%pylab inline
import os
How do we transform programs in a way that preserves their semantic properties but still changes them enough to work as a data augmentation tool for image classifications? That was our question in the last blog.
What is a transformation of the images that will preserve the semantic content of the code?
Trick question, since the transformation applies to the images only as an afterthought, as the best way to preserve the program itself while modifying it is to apply obfuscations.
For the sake of this blog post I won't dwell deep into the subject, but suffice to say that obfuscations are simply syntactic transformations applied to the code in order to render reverse engineering harder while preserving the semantic content (the obfuscated program calculates exactly the same function as the original one).

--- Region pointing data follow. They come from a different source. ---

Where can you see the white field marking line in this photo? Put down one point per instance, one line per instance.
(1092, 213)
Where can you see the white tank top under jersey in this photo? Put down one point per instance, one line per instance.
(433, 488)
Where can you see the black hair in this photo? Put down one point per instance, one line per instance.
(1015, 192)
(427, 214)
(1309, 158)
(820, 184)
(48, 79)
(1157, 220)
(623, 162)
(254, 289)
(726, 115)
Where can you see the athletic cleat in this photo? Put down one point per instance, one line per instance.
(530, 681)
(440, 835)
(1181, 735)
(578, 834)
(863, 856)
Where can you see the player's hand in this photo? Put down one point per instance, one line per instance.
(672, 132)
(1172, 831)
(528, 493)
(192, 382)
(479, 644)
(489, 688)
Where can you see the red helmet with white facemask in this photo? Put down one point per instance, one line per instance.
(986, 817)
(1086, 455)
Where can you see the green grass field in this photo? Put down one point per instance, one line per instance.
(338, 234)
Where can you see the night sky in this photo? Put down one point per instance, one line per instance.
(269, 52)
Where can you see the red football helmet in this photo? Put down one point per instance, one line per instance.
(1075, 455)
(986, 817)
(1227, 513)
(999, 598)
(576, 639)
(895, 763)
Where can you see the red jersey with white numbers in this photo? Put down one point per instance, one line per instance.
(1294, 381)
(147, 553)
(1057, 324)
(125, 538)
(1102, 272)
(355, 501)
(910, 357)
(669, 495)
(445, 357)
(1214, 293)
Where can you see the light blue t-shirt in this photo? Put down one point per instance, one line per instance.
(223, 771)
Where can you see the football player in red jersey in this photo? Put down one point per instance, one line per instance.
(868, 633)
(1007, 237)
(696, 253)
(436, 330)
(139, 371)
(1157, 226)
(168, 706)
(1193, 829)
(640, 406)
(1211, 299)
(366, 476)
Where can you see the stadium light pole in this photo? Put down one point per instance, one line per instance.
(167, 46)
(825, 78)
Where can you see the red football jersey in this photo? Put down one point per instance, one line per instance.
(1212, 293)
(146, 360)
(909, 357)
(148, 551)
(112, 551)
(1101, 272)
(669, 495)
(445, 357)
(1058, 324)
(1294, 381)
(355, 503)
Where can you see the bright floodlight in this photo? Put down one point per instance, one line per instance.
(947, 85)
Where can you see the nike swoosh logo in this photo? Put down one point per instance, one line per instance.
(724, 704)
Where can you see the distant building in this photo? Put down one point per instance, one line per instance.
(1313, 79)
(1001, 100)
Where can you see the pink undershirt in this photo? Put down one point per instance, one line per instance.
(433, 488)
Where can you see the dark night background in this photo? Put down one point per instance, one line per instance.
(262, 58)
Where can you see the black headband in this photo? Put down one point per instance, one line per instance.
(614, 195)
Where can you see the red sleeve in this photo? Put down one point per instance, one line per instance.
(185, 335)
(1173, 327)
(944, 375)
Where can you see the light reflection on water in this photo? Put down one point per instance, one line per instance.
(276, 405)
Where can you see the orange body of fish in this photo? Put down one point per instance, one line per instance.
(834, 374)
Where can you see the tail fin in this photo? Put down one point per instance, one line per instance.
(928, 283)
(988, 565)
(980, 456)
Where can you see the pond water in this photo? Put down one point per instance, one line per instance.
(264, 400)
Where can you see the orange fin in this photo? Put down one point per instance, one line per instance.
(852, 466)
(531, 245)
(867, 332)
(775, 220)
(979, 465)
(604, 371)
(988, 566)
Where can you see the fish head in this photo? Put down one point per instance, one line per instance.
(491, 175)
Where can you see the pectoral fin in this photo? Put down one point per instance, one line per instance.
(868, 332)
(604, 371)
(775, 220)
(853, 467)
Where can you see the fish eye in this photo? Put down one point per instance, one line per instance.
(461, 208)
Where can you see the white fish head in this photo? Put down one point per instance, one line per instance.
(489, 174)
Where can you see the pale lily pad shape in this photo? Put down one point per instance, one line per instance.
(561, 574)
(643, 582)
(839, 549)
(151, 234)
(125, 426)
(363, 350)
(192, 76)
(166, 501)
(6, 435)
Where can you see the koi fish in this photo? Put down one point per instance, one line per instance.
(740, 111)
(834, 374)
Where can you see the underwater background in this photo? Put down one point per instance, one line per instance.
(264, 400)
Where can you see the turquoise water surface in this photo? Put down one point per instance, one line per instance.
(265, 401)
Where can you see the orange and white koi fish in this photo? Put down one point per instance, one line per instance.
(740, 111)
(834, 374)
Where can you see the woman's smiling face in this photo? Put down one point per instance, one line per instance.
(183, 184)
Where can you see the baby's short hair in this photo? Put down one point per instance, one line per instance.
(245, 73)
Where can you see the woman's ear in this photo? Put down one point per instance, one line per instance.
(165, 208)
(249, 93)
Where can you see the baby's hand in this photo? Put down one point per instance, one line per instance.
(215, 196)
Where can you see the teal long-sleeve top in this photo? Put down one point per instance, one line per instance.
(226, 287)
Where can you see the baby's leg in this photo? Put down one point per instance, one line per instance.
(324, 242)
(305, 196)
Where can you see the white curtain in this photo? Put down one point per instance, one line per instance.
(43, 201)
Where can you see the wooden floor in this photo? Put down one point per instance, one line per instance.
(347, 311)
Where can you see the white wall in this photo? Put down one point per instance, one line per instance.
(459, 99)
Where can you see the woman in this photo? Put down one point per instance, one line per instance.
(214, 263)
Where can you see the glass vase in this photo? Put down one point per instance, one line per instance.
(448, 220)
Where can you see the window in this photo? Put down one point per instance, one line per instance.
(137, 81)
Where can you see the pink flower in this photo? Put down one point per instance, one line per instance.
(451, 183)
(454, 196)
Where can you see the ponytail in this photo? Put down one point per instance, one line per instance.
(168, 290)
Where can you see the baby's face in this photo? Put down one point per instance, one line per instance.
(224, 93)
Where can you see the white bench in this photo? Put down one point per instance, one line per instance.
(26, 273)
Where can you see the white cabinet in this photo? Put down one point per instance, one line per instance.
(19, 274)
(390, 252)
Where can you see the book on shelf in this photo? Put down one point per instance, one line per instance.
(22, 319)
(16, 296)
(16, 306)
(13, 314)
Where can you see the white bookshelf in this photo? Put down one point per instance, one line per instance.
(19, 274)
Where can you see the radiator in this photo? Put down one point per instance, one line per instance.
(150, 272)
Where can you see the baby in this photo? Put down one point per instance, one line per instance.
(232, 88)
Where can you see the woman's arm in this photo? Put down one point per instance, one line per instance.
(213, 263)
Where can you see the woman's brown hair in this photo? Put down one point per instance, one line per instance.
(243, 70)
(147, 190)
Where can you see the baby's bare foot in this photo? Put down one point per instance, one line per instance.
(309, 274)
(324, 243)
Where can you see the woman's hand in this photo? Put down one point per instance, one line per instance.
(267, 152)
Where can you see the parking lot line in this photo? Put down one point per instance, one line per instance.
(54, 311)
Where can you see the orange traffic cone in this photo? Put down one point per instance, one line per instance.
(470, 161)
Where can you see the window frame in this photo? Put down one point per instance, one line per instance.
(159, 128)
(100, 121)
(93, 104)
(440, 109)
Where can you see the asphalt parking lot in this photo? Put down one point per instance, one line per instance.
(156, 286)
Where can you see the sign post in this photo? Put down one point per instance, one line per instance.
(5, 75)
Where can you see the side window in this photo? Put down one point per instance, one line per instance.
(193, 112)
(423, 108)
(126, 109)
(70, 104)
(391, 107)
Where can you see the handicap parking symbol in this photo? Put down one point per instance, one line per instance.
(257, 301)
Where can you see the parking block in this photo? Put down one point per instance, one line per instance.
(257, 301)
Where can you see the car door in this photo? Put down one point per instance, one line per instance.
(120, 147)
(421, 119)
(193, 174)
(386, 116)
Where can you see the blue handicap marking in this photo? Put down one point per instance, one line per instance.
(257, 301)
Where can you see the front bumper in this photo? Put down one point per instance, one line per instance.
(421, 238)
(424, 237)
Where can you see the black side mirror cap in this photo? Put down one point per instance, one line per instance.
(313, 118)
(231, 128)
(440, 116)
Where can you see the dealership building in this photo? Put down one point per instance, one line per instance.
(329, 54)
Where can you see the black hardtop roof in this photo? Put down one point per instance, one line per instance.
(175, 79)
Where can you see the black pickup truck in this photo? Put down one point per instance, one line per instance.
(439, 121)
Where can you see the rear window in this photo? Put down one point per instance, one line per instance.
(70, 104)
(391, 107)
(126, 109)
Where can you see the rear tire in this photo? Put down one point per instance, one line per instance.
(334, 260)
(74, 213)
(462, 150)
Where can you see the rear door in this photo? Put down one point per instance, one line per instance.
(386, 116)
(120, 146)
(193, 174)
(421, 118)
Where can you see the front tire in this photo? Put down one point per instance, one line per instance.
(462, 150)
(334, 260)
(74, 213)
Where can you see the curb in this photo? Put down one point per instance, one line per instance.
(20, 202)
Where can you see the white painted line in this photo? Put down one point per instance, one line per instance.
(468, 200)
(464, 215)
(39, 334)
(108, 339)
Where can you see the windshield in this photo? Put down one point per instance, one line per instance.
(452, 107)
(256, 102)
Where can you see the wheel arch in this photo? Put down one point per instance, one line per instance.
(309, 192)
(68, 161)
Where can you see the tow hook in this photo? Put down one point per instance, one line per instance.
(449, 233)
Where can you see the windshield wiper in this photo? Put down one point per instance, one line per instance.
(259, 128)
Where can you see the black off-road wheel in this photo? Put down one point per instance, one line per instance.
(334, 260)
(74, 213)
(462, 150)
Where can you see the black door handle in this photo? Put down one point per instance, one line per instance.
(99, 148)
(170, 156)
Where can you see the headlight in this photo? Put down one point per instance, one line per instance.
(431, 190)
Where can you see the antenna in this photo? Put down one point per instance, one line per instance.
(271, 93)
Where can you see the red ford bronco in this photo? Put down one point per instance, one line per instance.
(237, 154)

Also, we won't be writing any obfuscations ourselves but we'll make use of Tigress, a state of the art obfuscator for C code:
http://tigress.cs.arizona.edu/ <- refer to this website for a description of all the transformation we use.
We will focus on certain transformations embedded in Tigress, since we don't need the code to be effectively obfuscated (as in, we don't need to fool reverse engineers), we just need to generate programs that process the same function but differ in their binary representation.
Let's see how we can apply obfuscations to our code, first in a simple way and then iteratively. Applying the transformation Split to the main function of gcd.c we create a new file, gcd-Split.c that will have the original main function split into two subfunctions.
import blog_1 as b1
command = 'tigress --Transform=Split --Functions=main --out=obf_binaries/gcd-Split.c binaries/gcd.c'
output, error = b1.call(command)
print error #not technically an error, but it's everything that gets printed to stderr
The original function:
int main()
{
int n1, n2, i, gcd;
printf("Enter two integers: ");
scanf("%d %d", &n1, &n2);
for(i=1; i <= n1 && i <= n2; ++i){
if(n1%i==0 && n2%i==0)
gcd = i;
}
printf("G.C.D of %d and %d is %d", n1, n2, gcd);
return 0;
}
The split version:
int main(int _formal_argc , char **_formal_argv , char **_formal_envp )
{
int n1 ;
int n2 ;
int i ;
int gcd ;
int _BARRIER_0 ;
{
megaInit();
_global_argc = _formal_argc;
_global_argv = _formal_argv;
_global_envp = _formal_envp;
_BARRIER_0 = 1;
_1_main_main_split_1(& n1, & n2, & i);
_1_main_main_split_2(& n1, & n2, & i, & gcd);
return (0);
}
}
void _1_main_main_split_1(int *n1 , int *n2 , int *i )
{
{
printf((char const */* __restrict */)"Enter two integers: ");
scanf((char const */* __restrict */)"%d %d", & *n1, & *n2);
*i = 1;
}
}
void _1_main_main_split_2(int *n1 , int *n2 , int *i , int *gcd )
{
{
while (1) {
if (*i <= *n1) {
if (! (*i <= *n2)) {
break;
}
} else {
break;
}
if (*n1 % *i == 0) {
if (*n2 % *i == 0) {
*gcd = *i;
}
}
(*i) ++;
}
printf((char const */* __restrict */)"G.C.D of %d and %d is %d", *n1, *n2, *gcd);
}
}
Well, they do indeed look very different. Now we have a 'gcd-Split.c' file in our 'obf_binaries' folder, we can compile it and show it just like we did in the last blog post.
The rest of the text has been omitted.